Extracting certain products from a webpage using Scrapy

Question 1

I've written a script in Python Scrapy to harvest various product names and price from books.toscrape. The reason I submit this tiny code to Code Review is because, in Python 3 when it comes to work with Scrapy and parse some data from a web, the csv output looks awkward (if the csv is derived from default command, as in scrapy crawl toscrapesp -o items.csv -t csv). The results found in such CSV file are with a uniform gap between two lines that means there is a line gap between each two rows. I've fixed it using the below script. I didn't use default command to get the CSV output; rather, I've written few lines of code in spider class and got the desired output.

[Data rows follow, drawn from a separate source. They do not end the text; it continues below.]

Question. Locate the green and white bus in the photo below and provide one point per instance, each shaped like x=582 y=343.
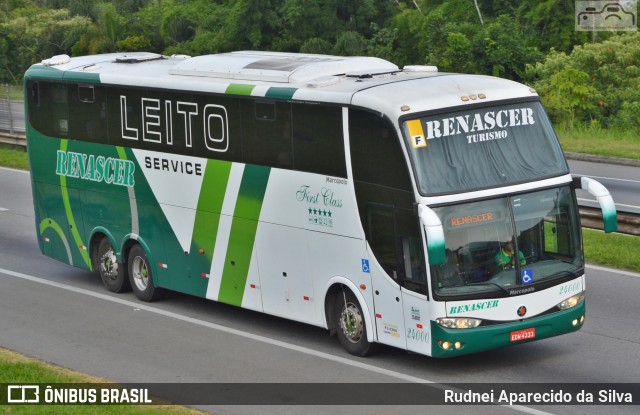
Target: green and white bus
x=386 y=205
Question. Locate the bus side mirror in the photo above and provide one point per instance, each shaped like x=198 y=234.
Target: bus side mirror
x=435 y=235
x=602 y=195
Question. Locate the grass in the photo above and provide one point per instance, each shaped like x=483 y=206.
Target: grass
x=599 y=142
x=14 y=158
x=18 y=369
x=615 y=249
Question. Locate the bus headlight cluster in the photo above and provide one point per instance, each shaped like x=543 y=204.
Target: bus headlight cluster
x=446 y=345
x=459 y=323
x=571 y=301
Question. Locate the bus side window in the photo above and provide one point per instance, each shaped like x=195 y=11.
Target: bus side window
x=318 y=142
x=49 y=115
x=266 y=133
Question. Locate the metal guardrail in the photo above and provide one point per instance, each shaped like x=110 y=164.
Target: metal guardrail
x=628 y=223
x=12 y=119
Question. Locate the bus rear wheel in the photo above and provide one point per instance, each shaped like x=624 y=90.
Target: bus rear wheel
x=112 y=273
x=141 y=277
x=350 y=324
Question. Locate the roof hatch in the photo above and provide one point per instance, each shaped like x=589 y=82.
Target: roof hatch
x=278 y=67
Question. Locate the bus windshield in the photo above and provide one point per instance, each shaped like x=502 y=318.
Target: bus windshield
x=510 y=244
x=483 y=147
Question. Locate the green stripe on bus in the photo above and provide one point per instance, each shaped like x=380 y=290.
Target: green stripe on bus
x=240 y=89
x=50 y=223
x=243 y=234
x=280 y=92
x=67 y=207
x=205 y=229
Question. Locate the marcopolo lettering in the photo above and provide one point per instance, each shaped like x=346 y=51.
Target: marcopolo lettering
x=465 y=308
x=480 y=123
x=95 y=168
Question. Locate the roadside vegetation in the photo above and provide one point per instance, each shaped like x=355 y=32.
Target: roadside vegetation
x=613 y=249
x=18 y=369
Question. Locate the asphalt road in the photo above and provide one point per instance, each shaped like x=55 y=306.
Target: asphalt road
x=63 y=315
x=623 y=182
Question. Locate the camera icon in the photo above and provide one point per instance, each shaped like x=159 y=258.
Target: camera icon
x=606 y=15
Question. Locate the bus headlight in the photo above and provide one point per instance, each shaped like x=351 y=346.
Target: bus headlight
x=459 y=323
x=571 y=301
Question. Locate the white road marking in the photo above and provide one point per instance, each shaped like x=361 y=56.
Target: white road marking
x=262 y=339
x=608 y=178
x=613 y=270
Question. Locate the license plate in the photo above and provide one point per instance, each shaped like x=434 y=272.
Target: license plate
x=526 y=334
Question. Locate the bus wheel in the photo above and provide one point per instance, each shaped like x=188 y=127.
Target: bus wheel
x=141 y=277
x=112 y=273
x=350 y=326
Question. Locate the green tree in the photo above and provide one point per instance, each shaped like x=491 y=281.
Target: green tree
x=32 y=34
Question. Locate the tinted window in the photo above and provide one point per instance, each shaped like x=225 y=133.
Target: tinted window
x=483 y=147
x=48 y=108
x=318 y=142
x=266 y=133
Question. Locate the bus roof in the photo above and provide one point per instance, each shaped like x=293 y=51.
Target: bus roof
x=362 y=81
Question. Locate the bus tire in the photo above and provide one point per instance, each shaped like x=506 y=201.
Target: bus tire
x=141 y=277
x=113 y=274
x=350 y=324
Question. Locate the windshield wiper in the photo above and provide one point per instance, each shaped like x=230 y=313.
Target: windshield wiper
x=503 y=289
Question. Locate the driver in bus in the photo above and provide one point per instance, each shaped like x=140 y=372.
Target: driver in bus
x=505 y=258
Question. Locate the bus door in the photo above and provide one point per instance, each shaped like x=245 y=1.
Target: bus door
x=386 y=272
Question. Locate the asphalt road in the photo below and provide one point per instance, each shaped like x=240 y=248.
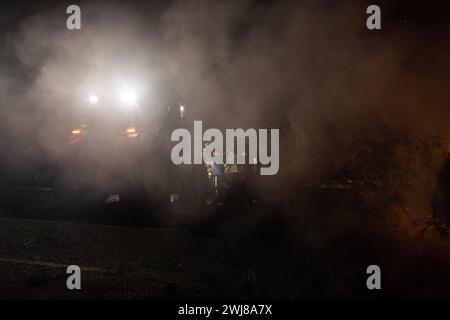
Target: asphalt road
x=130 y=262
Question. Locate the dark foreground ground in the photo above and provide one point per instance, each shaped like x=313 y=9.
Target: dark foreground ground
x=132 y=262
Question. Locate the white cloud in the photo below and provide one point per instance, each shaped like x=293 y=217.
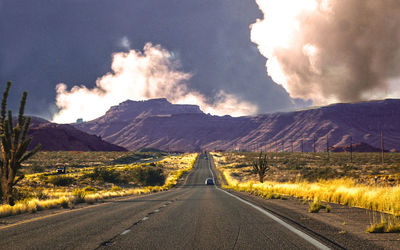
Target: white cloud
x=153 y=73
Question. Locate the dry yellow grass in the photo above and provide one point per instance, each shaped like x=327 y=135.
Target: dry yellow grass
x=343 y=191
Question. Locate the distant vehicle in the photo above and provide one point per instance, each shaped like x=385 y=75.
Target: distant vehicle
x=61 y=170
x=209 y=181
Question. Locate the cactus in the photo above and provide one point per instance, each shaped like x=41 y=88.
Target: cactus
x=260 y=166
x=14 y=146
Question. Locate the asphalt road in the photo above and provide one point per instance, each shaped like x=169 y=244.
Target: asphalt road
x=193 y=216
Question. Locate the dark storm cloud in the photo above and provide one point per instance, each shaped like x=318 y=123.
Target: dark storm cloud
x=43 y=43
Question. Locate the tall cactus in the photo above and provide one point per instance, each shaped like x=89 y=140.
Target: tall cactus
x=14 y=146
x=260 y=166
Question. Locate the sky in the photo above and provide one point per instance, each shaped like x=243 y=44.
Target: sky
x=47 y=42
x=77 y=58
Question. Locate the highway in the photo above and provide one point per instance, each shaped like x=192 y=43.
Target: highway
x=192 y=216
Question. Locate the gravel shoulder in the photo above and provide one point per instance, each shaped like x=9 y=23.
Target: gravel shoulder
x=344 y=227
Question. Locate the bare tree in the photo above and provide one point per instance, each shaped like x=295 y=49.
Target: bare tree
x=260 y=166
x=14 y=146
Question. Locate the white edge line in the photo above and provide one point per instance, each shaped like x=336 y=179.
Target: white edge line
x=306 y=237
x=125 y=232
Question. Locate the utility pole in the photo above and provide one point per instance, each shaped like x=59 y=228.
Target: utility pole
x=302 y=149
x=351 y=149
x=327 y=145
x=314 y=144
x=382 y=147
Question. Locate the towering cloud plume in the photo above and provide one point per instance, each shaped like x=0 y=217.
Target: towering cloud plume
x=331 y=50
x=153 y=73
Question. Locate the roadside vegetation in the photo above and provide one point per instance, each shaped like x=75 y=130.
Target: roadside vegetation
x=363 y=183
x=93 y=177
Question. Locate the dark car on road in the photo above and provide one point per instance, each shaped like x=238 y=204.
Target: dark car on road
x=209 y=181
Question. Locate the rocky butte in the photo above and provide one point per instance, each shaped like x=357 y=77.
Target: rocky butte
x=158 y=123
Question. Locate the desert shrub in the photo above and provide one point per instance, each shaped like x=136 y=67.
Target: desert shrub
x=89 y=189
x=115 y=189
x=60 y=180
x=317 y=205
x=104 y=174
x=79 y=195
x=315 y=174
x=148 y=176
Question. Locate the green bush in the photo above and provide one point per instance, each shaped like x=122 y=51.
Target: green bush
x=104 y=174
x=61 y=180
x=79 y=195
x=148 y=176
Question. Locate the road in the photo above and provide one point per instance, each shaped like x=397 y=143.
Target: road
x=193 y=216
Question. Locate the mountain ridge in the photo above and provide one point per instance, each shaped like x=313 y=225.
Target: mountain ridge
x=168 y=128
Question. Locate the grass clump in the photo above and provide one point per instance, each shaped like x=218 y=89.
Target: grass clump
x=79 y=195
x=60 y=180
x=316 y=206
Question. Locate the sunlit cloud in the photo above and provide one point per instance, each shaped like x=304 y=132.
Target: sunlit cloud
x=152 y=73
x=331 y=50
x=125 y=43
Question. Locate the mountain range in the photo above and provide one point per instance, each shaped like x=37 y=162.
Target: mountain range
x=157 y=123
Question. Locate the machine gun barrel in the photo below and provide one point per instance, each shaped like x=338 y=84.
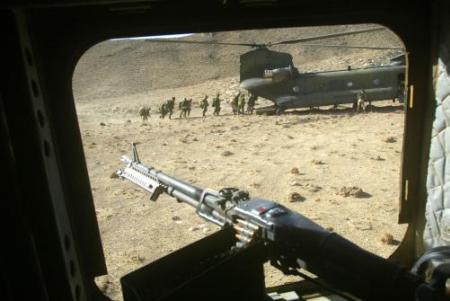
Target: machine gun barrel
x=293 y=241
x=155 y=182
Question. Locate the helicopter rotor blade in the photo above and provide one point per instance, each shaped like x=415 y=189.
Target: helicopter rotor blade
x=205 y=42
x=326 y=36
x=352 y=47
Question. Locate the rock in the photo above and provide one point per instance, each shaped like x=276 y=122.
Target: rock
x=295 y=171
x=194 y=228
x=388 y=239
x=313 y=188
x=352 y=191
x=296 y=183
x=390 y=139
x=296 y=197
x=227 y=153
x=378 y=158
x=317 y=162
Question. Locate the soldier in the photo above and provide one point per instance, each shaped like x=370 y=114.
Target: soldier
x=163 y=110
x=361 y=102
x=144 y=112
x=171 y=106
x=216 y=104
x=184 y=107
x=180 y=108
x=241 y=104
x=234 y=103
x=251 y=104
x=204 y=104
x=189 y=107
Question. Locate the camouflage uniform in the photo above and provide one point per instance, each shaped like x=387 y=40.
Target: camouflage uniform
x=183 y=107
x=234 y=104
x=216 y=105
x=241 y=104
x=171 y=106
x=251 y=103
x=163 y=110
x=204 y=104
x=188 y=107
x=361 y=102
x=144 y=112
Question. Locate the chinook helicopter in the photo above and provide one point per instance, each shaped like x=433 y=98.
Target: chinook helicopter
x=272 y=75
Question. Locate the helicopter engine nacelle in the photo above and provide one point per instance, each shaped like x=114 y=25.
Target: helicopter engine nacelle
x=279 y=74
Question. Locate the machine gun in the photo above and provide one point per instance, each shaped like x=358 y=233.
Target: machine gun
x=292 y=240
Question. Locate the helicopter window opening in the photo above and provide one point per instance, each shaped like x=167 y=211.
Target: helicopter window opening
x=307 y=147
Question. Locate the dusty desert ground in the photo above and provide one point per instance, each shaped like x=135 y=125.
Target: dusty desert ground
x=258 y=153
x=315 y=156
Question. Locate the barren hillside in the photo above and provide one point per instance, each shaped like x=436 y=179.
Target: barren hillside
x=117 y=67
x=338 y=168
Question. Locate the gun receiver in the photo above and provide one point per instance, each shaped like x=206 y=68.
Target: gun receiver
x=293 y=241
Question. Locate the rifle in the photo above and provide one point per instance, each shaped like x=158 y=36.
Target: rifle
x=292 y=240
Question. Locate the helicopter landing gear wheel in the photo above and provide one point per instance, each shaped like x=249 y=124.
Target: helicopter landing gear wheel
x=279 y=111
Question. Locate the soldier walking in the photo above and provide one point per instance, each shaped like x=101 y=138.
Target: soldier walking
x=204 y=104
x=251 y=104
x=170 y=106
x=188 y=107
x=144 y=112
x=241 y=104
x=163 y=110
x=361 y=102
x=234 y=103
x=183 y=108
x=216 y=105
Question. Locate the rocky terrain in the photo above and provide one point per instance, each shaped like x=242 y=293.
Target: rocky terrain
x=340 y=169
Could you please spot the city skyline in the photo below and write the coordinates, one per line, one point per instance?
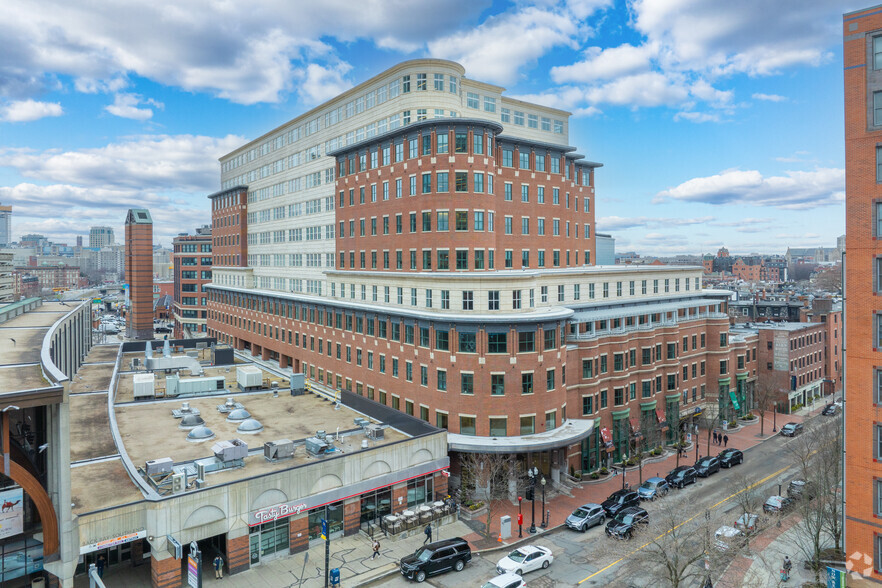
(107, 121)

Although It is running smoothly, I'm not sure it is the ideal way of doing such thing. I expect someone to give any suggestion as to how I can improve this script.

"items.py" includes:

import scrapy
class ToscrapeItem(scrapy.Item):
 Name = scrapy.Field()
 Price = scrapy.Field()

Spider contains:

import csv
import scrapy
outfile = open("various_pro.csv", "w", newline='')
writer = csv.writer(outfile)
class ToscrapeSpider(scrapy.Spider):
 name = "toscrapesp"
 start_urls = ["http://books.toscrape.com/"]
 def parse(self, response):
 for link in response.css('.nav-list a::attr(href)').extract():
 yield scrapy.Request(url=response.urljoin(link), callback=self.collect_data)
 def collect_data(self, response):
 global writer 
 for item in response.css('.product_pod'):
 product = item.css('h3 a::text').extract_first()
 value = item.css('.price_color::text').extract_first()
 yield {'Name': product, 'Price': value} 
 writer.writerow([product,value])

Please click this link to see what I was having earlier. Upon executing the script, I get CSV output with no line gap or blank rows.

Question 2

I don't think you should reinvent the wheel and provide your own CSV export. The following works for me as is (note the addition of .strip() calls - though I don't think they are necessary at all):

import scrapy
class ToscrapeSpider(scrapy.Spider):
 name = "toscrapesp"
 start_urls = ["http://books.toscrape.com/"]
 def parse(self, response):
 for link in response.css('.nav-list a::attr(href)').extract():
 yield scrapy.Request(url=response.urljoin(link), callback=self.collect_data)
 def collect_data(self, response):
 for item in response.css('.product_pod'):
 product = item.css('h3 a::text').extract_first().strip()
 value = item.css('.price_color::text').extract_first().strip()
 yield {'Name': product, 'Price': value}

Running it with scrapy runspider spider.py -o output.csv -t csv produces a CSV file with no blank lines:

Price,Name
53ドル.74,Tipping the Velvet
29ドル.69,Forever and Forever: The ...
55ドル.53,A Flight of Arrows ...
36ドル.95,The House by the ...
30ドル.25,Mrs. Houdini
28ドル.08,The Marriage of Opposites 
...

Question 3

Thanks sir for your kind reply. The thing is, I had been suffering from this "line gap" issue in the csv output for the last two years. Tried with several different ways but still no luck until I used the way I've shown above. I just ran the script rectifying the portion you suggested with .strip(), and got the output with the issue again. I don't know if it happens in my case only or with the people using python 3.5 as well. However, this is the reason I used that customized portion in my spider. Looks a bit awkward but it works. Thanks sir.

Question 4

@Mithu got it. Okay, but can you be sure the problem is not with your CSV editor? What if you open the CSV file with a simple text editor - do you still see these blank lines there? Thanks.

Question 5

Sorry sir alecxe, for this delayed response. I was not around. For your observation, I just uploaded a csv file derived from scrapy using your suggested command. What you said is a little bit tricky for me that is why I uploaded it. Perhaps you can understand, what basically the problem is. Thanks sir. Here goes the link: dropbox.com/s/xv7wfnzivshlu5m/items.csv?dl=0

Question 6

@Mithu ah, of course, this is this windows-specific problem. You should probably patch an item exporter like suggested here. Hope that helps.

Question 7

One last thing sir: should i have to create this,i meant scrapy.exporters or it is located somewhere within scrapy projects like settings.py, middleware.py etc? Thanks sir.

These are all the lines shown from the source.